While cancer has taught me so many valuable lessons, the last one that I will leave with you is one that I hope you can turn to when times seem the darkest, and the way forward seems unclear. Cancer taught me how to be strong for others even when I didn’t know if I could be strong for myself. In finding strength for others, you will find it in yourself.  In the beginning of my diagnosis, I came to realize that when people contacted me to check in, in a lot of ways, they were the ones needing to be reassured that everything was going to be ok. At first, it was incredibly difficult. But I learned to say just that, even when I was unsure myself. This allowed me to cultivate an unbreakable mindset and spirit.  Now I know there is nothing that can happen to me that will break me.
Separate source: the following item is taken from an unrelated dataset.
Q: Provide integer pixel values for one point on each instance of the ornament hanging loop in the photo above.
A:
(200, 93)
I know that this is a lesson that will return time and time again in my life, and I will draw on this experience to make it through whatever new challenge faces me..

Each time that I walked into the cancer center for treatment, and was attached to the machine I’d once said was poisoning me but now say is curing me, I would see a quote on the wall by Rikki Rogers, “Strength does not come from what you can do. It comes from overcoming the things that you once thought you couldn’t.” I used to wonder if I could be strong for myself, or really anyone else, when it really mattered.

I never wonder now.

Meet the author:

Will Moody

Pre-Med

Will Moody graduated from the University of Denver in June 2020 with a degree in molecular biology and plans to apply to medical school in June 2021. In May 2020, Will was diagnosed with Hodgkin Lymphoma and after undergoing treatment was informed his cancer had returned in November 2020. Writing has been a much needed creative outlet for him during this time. Will is currently working on his first book and spending time with his family while he continues treatment. His writing also appears in Pulse – Voices from the Hearts of Medicine, and his blog, The Rest of Your Life.

Comments

  1. Rebecca Mills Burgart says:

    This is the second essay by Will Moody that I have read. The first, “The Well,” appeared in the fall 2024 issue of the University of Iowa’s alumni magazine. Moody’s voice captured my attention, perhaps because I, too, am a cancer survivor (1996!). More likely, though, it’s due to my having spent seemingly endless hours & days in medical facilities with fellow patients, caregivers, & my husband (terminally ill with thyroid cancer) of over 50 years. Ultimately, we are all working & hoping for the same outcome. My thanks to the author for his perspective.